Наденька дожидалась меня на просеке. Она сидела на пне и наблюдала за мной. Когда я с ней поравнялся Наденька встала и пошла рядом.
Солнце уже поднялось над лесом и начинало припекать. Пахло гнилью, смолистой хвоей и талым снегом.
— Вы все еще сердитесь? — неожиданно спросила Наденька.
Я пожал плечами и ничего не ответил. Она тронула меня за руку и грудным, тихим голосом проговорила:
— Пожалуйста, не сердитесь. Он пел песню любви…
Больше мы не сказали ни слова.

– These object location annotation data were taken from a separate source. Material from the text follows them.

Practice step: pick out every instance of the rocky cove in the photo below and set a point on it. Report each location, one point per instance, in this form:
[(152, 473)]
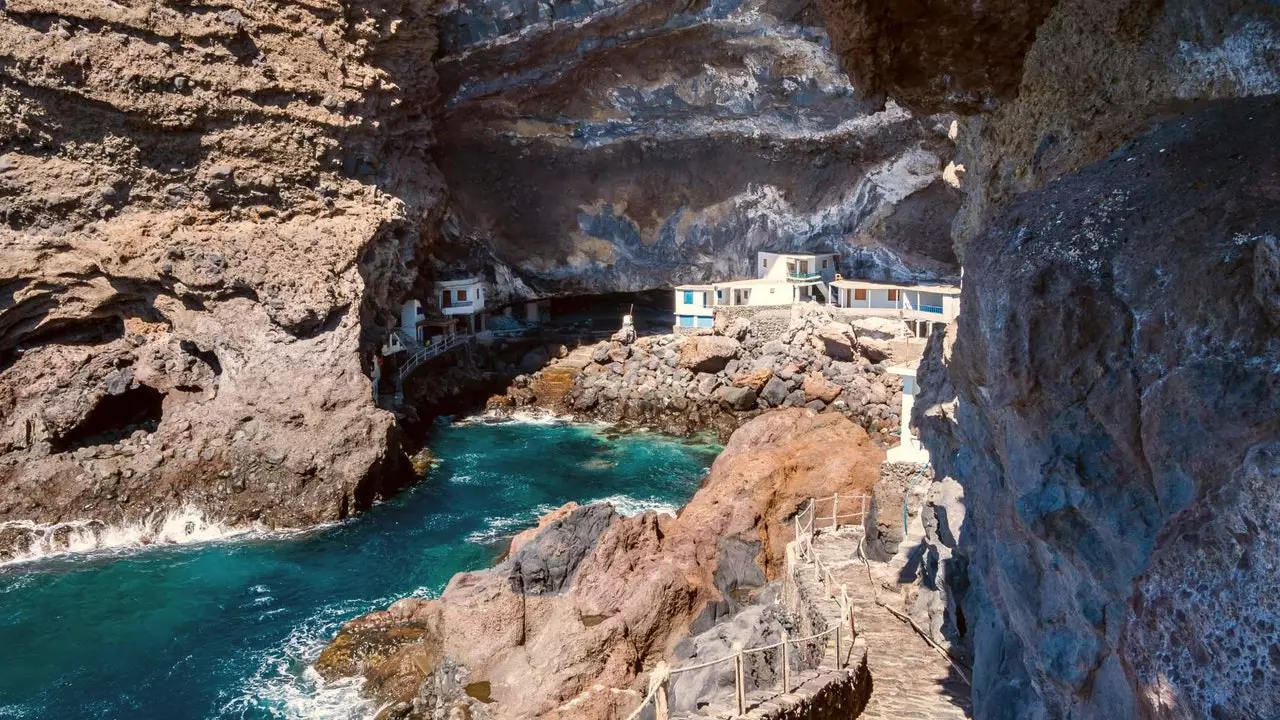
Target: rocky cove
[(210, 217), (716, 379)]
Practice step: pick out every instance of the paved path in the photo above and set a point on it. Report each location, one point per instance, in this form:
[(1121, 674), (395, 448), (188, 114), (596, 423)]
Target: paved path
[(909, 677)]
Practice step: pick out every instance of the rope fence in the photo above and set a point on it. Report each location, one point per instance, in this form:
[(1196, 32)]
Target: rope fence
[(807, 523)]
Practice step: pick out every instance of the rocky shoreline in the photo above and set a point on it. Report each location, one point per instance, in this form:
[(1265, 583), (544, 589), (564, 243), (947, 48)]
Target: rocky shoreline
[(585, 604), (803, 356)]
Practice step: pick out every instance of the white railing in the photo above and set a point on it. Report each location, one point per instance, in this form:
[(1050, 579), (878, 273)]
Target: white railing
[(807, 523)]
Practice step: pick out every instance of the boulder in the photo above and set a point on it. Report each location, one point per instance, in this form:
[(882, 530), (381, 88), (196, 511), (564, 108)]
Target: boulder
[(754, 379), (708, 354), (602, 352), (737, 397), (816, 387), (775, 392), (837, 340)]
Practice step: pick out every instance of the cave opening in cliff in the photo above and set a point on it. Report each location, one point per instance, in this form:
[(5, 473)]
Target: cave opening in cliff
[(117, 417), (653, 311)]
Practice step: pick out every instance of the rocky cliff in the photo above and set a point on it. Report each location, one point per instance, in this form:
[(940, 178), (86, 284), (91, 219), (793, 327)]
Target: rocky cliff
[(588, 602), (1105, 410), (201, 210), (608, 145)]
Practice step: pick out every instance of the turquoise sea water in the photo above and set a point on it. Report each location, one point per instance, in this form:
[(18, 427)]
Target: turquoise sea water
[(227, 629)]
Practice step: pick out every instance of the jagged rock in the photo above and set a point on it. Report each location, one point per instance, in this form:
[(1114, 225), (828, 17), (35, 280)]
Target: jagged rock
[(754, 379), (708, 354), (1109, 405), (739, 397), (599, 628), (816, 387), (775, 392), (837, 341)]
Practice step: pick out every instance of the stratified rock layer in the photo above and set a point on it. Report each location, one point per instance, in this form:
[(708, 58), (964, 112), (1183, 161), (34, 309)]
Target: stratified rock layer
[(200, 208), (1115, 431), (592, 600), (608, 145)]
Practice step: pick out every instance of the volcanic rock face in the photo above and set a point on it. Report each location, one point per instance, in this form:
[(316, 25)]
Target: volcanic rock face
[(197, 213), (622, 145), (1059, 82), (592, 600), (1114, 425)]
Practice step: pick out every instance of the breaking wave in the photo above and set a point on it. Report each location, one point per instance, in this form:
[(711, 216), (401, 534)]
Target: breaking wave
[(24, 541)]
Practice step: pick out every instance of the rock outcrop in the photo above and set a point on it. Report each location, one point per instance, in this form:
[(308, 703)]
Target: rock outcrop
[(807, 356), (201, 210), (627, 145), (1110, 406), (585, 604)]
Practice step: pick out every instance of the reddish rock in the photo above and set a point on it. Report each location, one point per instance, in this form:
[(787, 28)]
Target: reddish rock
[(563, 648), (754, 379), (708, 354), (816, 387)]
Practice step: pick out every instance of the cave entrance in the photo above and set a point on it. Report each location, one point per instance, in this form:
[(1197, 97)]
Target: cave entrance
[(117, 417), (654, 311)]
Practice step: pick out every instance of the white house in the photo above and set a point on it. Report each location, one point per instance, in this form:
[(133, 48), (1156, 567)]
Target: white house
[(920, 306), (461, 297), (694, 306), (782, 278), (411, 319), (909, 450)]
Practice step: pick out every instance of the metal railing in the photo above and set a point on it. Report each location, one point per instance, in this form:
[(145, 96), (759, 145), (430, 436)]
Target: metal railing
[(807, 524)]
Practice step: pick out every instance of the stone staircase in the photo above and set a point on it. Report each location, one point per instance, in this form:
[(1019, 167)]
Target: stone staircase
[(909, 677)]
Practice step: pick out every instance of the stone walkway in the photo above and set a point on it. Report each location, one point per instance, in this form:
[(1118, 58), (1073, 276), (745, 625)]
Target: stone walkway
[(909, 677)]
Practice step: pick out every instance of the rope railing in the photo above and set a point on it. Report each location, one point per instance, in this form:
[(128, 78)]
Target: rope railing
[(807, 524)]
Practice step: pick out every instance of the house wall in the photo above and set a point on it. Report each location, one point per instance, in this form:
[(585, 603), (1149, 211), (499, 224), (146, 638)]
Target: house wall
[(410, 313)]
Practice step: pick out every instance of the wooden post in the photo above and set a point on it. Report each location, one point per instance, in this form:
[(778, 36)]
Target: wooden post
[(840, 661), (658, 680), (786, 664), (739, 680)]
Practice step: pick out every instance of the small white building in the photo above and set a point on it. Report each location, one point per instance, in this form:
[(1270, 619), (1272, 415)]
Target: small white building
[(411, 320), (782, 278), (464, 299), (909, 450), (920, 306), (694, 306)]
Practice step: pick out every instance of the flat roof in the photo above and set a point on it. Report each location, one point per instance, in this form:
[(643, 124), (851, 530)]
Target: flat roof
[(874, 285), (749, 282), (908, 369), (457, 281)]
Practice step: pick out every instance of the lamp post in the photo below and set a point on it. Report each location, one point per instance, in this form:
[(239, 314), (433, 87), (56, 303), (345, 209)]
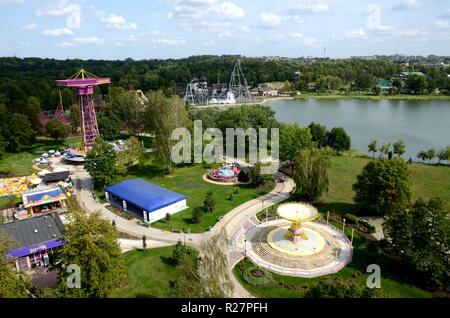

А когда опять вышли на вспаханное поле, Наденька вскинула ружье и озорно крикнула:
— Кидай шапку!
Я высоко в небо подбросил шапку. Наденька выстрелила и промахнулась.
— Эх ты, стрелок в юбке!
Она обиделась:
— А ты-то что, лучше?
— Да уж шапку-то как-нибудь…
— А ну, докажи, — подзадорила она.
— Кидай!
Наденька подбросила. И я доказал. Моя добротная, с кожаным верхом кубанка упала дырявая, как шумовка.
Я до того обленился в Апалёве, что даже мух от себя не гоняю. Второй месяц на исходе — у меня ни строчки. Чистый лист на письменном столе пожелтел и сморщился. День за днем бью баклуши, а по выражению Наденьки, «изучаю жизнь». Она старается вовсю: таскает меня по полям, бригадам и каждый раз хвастается, что я сочинитель книг. Люди на меня смотрят по-разному, но больше с насмешливым любопытством. Только, пожалуй, в глазах Наденьки я — фигура, в глазах остальных — нечто среднее между уполномоченным из района и колхозным лодырем Аркадием Молотковым. Даже Ирина Васильевна поглядывает подозрительно: она никак не может понять, как это человек нигде не работает, а только пишет.
Моя попытка сблизиться с людьми не имела успеха. Как-то мне вздумалось поработать на уборке сена. Я разыскал в сарае вилы и пошел на заливной луг Итомли, где метали стога. Там работали одни женщины. Еще издали я заметил, как они, бросив сгребать сено, следили за мной. Мне стало сразу же скучно, захотелось повернуть назад, но ноги против воли несли вперед. Робким, заискивающим голосом я пробормотал что хочу им помочь. Они ничего не ответили и продолжали презрительно разглядывать меня. Наглядевшись вдоволь, принялись быстро и ловко взмахивать граблями и уже больше не обращали на меня никакого внимания. Я накалывал на вилы огромные охапки сена и подавал на стог колхознице в яркой красной кофте. Работал неловко, но старался изо всех сил, как говорят — из кожи лез. Они же мне не сказали ни слова и, когда последний стог был сметан, вскинув на плечи грабли ушли, оставив меня одного среди луга.
«Почему, почему они так?..» — с горечью размышлял я.